29 de mayo de 2009

La vieja

No olvidaré las sensaciones
que se le juntaban en el entrecejo.
En cada mejilla dos líneas
que al chocarse con la boca,
la convertían en otra H sin nombre.

Un árbol en el mentón y en la frente
cientos de renglones perfectamente escritos,
martirio de las palabras pensadas
y no-dichas.

Los ojos tristes, empapados,
como dos jóvenes pájaros en la intemperie y la tormenta.
Cada uno con una lágrima debajo,
que nacía prudente al abandonarlos,
ramas derrotadas al pié de estas aves
creadas para ver,
hechas para llorar.

El cuello caía como dormido,
y le colgaba hasta el pecho
que lo recibía como las piedras
reciben un salto de agua.
Las manos,
sin gesticular,
contaban hasta las historias inventadas.

El corazón, como yo, lo había perdido torpemente.
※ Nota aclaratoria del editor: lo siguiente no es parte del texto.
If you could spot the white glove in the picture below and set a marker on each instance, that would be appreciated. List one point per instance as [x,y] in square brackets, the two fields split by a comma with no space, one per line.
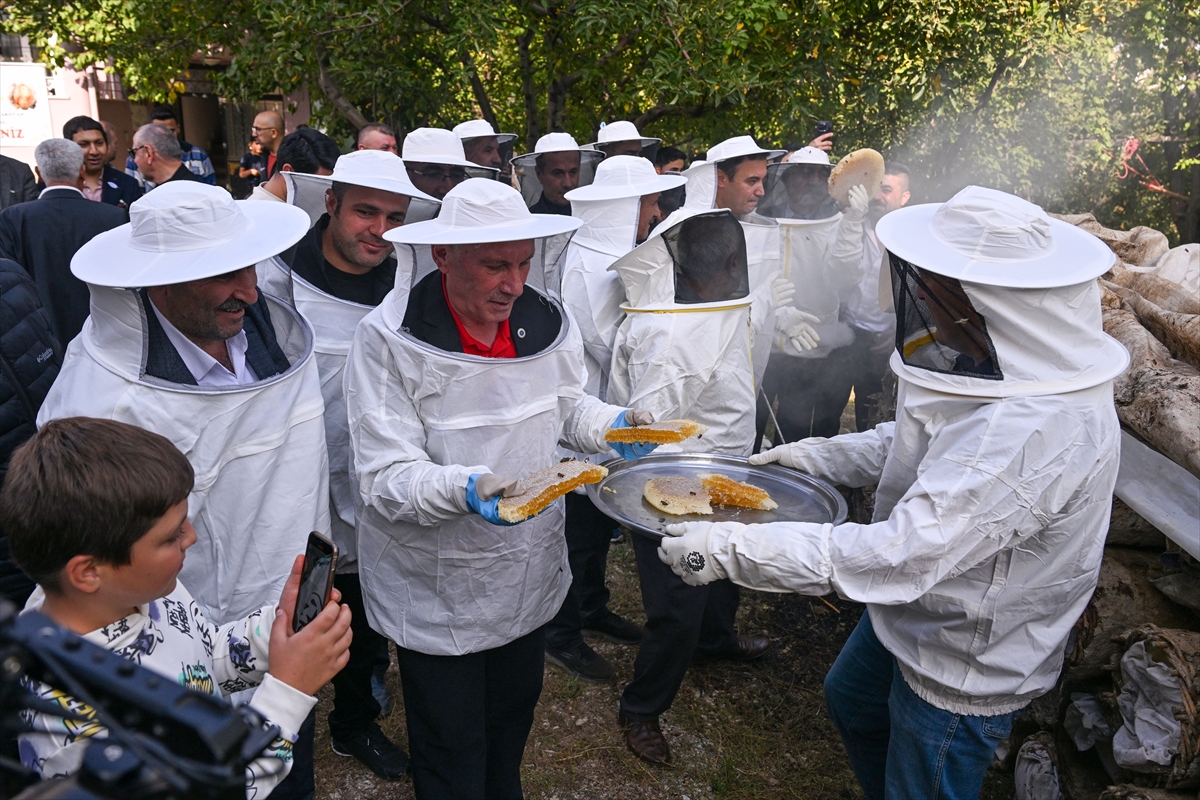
[687,552]
[858,203]
[801,331]
[785,455]
[781,290]
[637,416]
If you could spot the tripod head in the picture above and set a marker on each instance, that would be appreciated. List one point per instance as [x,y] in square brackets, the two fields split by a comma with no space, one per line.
[165,741]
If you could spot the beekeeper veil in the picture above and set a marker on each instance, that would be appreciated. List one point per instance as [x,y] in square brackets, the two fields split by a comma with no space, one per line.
[996,299]
[478,212]
[561,158]
[798,187]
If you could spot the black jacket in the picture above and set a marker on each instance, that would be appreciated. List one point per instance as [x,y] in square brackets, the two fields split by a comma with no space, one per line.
[29,364]
[42,236]
[534,320]
[118,188]
[17,184]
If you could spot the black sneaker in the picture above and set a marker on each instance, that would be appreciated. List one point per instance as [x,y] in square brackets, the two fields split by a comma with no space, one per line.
[583,662]
[613,627]
[375,750]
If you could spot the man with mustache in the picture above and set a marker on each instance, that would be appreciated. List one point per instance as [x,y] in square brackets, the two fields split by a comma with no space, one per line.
[181,342]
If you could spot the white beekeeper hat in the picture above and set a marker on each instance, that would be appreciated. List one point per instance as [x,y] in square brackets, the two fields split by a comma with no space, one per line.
[436,146]
[619,176]
[809,156]
[982,235]
[479,211]
[621,131]
[373,169]
[186,230]
[477,128]
[556,142]
[739,145]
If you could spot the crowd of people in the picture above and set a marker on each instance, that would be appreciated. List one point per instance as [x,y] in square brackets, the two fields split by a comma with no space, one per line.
[379,344]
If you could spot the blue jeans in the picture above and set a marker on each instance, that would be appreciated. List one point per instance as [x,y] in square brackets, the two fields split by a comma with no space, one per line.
[900,746]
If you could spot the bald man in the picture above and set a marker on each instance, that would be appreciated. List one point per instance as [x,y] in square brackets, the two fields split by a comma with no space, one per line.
[268,131]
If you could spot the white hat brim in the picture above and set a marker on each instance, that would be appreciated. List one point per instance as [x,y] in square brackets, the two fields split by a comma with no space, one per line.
[111,259]
[436,232]
[531,158]
[381,182]
[646,142]
[1077,257]
[448,161]
[594,192]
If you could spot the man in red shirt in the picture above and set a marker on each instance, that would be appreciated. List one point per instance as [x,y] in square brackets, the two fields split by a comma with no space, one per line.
[466,377]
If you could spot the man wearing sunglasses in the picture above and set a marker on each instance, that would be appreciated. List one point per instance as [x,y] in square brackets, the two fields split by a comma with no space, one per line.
[437,163]
[268,131]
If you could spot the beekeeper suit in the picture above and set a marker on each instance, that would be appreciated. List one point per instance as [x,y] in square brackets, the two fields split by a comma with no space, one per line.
[994,493]
[618,210]
[334,322]
[771,292]
[821,254]
[611,210]
[437,432]
[556,166]
[621,138]
[684,352]
[258,447]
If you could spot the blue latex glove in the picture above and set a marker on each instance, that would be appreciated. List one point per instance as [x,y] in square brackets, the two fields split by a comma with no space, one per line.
[487,509]
[629,451]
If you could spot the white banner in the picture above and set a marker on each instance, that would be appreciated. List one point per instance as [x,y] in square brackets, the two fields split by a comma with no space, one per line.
[24,106]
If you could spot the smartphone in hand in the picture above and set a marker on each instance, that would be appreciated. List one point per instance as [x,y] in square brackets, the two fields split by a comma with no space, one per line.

Los pies duros, arraigados de caminar por las pendientes.
La espalda era una montaña erosionada,
la cabeza solo se levantaba
como el sol por el valle,
para mirar por arriba de las miradas.

Noches en que no voy a olvidar ni una palabra que le escuché decir al cuerpo,
supe que no había motivo para mortificar al tiempo ni a los culpables del mundo,

ni diccionario más mortal que el de la vida.